Workshop activities to Analyse, Understand and Innovate
Five "-ful" Envelopes
Hopeful, joyful, peaceful, playful, thankful—these five words are written on the faces of different envelopes to create the five “-ful” envelopes.
According to Barbara Frederickson (and other positive psychologists), these five emotions are among those that contribute to happiness, subjective well-being, and flourishing.
This structured sharing activity helps participants discover how to increase the frequency and intensity of these emotions. This is the first step to increase one's happiness.
Leadership Envelopes
Leadership exercise in groups, working with practical leadership principles.
This activity helps groups to translate abstract leadership principles into practical on-the-job behaviours. Participants work in groups to come up with real-life application of leadership principles. The groups take multiple rounds to build upon the ideas of each other, and in the end, evaluate the best ideas to identify the most useful behaviours.
Participants from Hell
Different teams receive envelopes labeled with different types of disruptive participants. Participants brainstorm guidelines for handling disruptive behaviours, record the guidelines on a card, and place the card inside the envelope.
Teams rotate the envelopes and generate guideline cards for handling other types of disruptive participants.
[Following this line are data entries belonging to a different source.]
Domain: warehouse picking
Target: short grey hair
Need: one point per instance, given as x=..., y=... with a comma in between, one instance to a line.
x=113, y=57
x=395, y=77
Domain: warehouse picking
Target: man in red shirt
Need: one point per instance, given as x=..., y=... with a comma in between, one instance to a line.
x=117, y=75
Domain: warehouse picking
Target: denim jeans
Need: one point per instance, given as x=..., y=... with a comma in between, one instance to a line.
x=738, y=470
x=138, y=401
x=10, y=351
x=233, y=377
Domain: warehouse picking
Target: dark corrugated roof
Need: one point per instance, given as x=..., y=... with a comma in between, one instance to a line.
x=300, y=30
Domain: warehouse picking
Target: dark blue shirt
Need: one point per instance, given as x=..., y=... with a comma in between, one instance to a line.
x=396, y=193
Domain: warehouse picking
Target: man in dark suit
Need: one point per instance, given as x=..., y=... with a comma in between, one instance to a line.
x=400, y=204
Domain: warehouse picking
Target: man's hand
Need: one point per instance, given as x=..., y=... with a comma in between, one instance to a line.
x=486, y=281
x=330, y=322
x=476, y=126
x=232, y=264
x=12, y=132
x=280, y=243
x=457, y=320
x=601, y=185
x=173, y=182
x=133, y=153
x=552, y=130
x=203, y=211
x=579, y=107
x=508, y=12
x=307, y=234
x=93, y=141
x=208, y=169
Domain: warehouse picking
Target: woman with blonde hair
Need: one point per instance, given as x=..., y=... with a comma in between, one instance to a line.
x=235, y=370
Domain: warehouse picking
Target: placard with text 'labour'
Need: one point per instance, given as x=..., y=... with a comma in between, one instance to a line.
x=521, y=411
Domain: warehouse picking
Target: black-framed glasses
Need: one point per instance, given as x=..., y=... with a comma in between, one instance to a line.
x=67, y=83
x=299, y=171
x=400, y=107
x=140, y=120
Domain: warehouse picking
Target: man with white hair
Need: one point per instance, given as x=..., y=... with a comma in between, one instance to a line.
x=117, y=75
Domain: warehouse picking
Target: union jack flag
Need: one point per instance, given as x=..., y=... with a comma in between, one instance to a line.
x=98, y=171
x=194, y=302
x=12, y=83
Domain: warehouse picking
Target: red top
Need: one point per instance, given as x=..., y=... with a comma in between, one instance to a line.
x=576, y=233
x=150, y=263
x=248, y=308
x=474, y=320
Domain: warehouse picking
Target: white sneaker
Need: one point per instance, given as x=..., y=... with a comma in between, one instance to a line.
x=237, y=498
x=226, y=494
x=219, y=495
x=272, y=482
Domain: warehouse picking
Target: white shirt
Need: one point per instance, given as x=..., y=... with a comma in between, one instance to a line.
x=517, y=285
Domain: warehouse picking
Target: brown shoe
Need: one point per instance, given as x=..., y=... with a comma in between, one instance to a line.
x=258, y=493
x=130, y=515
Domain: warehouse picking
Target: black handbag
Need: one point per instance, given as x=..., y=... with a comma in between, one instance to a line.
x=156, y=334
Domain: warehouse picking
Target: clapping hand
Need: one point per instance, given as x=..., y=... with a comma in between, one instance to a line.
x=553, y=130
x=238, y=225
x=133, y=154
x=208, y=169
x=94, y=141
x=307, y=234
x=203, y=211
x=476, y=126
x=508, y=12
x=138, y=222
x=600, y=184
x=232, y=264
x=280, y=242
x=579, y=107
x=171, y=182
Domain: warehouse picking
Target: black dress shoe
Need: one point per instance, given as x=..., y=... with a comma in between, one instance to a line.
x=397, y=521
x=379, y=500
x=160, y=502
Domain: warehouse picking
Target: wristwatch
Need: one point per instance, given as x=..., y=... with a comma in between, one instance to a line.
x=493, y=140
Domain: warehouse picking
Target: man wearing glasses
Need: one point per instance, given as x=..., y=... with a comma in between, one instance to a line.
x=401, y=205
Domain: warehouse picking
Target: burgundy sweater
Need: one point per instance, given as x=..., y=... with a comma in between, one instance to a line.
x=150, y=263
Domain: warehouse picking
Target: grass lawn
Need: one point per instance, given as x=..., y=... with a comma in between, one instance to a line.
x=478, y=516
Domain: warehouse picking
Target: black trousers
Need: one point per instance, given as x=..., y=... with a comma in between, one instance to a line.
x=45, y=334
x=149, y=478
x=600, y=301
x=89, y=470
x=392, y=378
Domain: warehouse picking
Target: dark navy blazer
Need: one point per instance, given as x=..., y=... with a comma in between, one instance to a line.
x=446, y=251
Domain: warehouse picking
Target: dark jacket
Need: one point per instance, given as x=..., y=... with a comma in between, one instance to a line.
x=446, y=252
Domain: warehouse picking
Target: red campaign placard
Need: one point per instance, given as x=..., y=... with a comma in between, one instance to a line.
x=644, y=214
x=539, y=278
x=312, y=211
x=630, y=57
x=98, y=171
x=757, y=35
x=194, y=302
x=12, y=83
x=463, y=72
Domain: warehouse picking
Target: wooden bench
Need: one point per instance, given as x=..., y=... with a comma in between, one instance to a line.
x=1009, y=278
During the evaluation round, team members review the guideline cards generated by other teams and identify the top five suggestions.
Trust
One of the most important concepts in the workplace is trust. It affects performance, informal and formal relations, atmosphere of the workplace etc. With this activitiy you cn discover what one thinks about trust.
Everyday Hassles
It is a great activity to show participants that it is plausible to change our automatic behaviours and reactions to annoying situations.
Decisions, Decisions…
This exercise, based on Kahneman and Tversky's classic study, illustrates how the framing effect influences our judgement and our ability to make decisions. The participants are divided into two groups. Both groups are presented with the same problem and two alternative programs for solving them. The two programs both have the same consequences but are presented differently. The debriefing discussion examines how the framing of the program impacted the participant's decision.
Both Sides
Organizational life is full of paradoxes. It looks as if you always get contradictory advice. For example, one manager suggests that all your training should be on the Web. Another manager extols the virtues of classroom teaching. In a situation like this, it is useless to ask, “Which is better: online learning or instructor-led learning?” The answer is invariably, “It all depends.” In the complex real world, the effectiveness of any strategy depends on the context. For example, training effectiveness depends on the content, objectives, learners, technology, and facilitators. In order for you to come up with the best strategy, you must explore the advantages and disadvantages of conflicting guidelines.
That's what BOTH SIDES helps you to do.
One - Two - Four Dialogue
This is a structured discussion activity for exploring a topic by answering questions in three different set-ups: individually, in pairs and in teams.
Why?
Here's an interesting game that produces humorous results. Hidden behind the humor, however, is subtle provocation that forces participants to think deeply to justify some of the basic principles and assumptions related to the training topic.
Participants write “Why?” questions related to the training topic. Then each participant writes a response to someone else's “Why?” questions. The questions and answers get mixed up, producing incongruous results.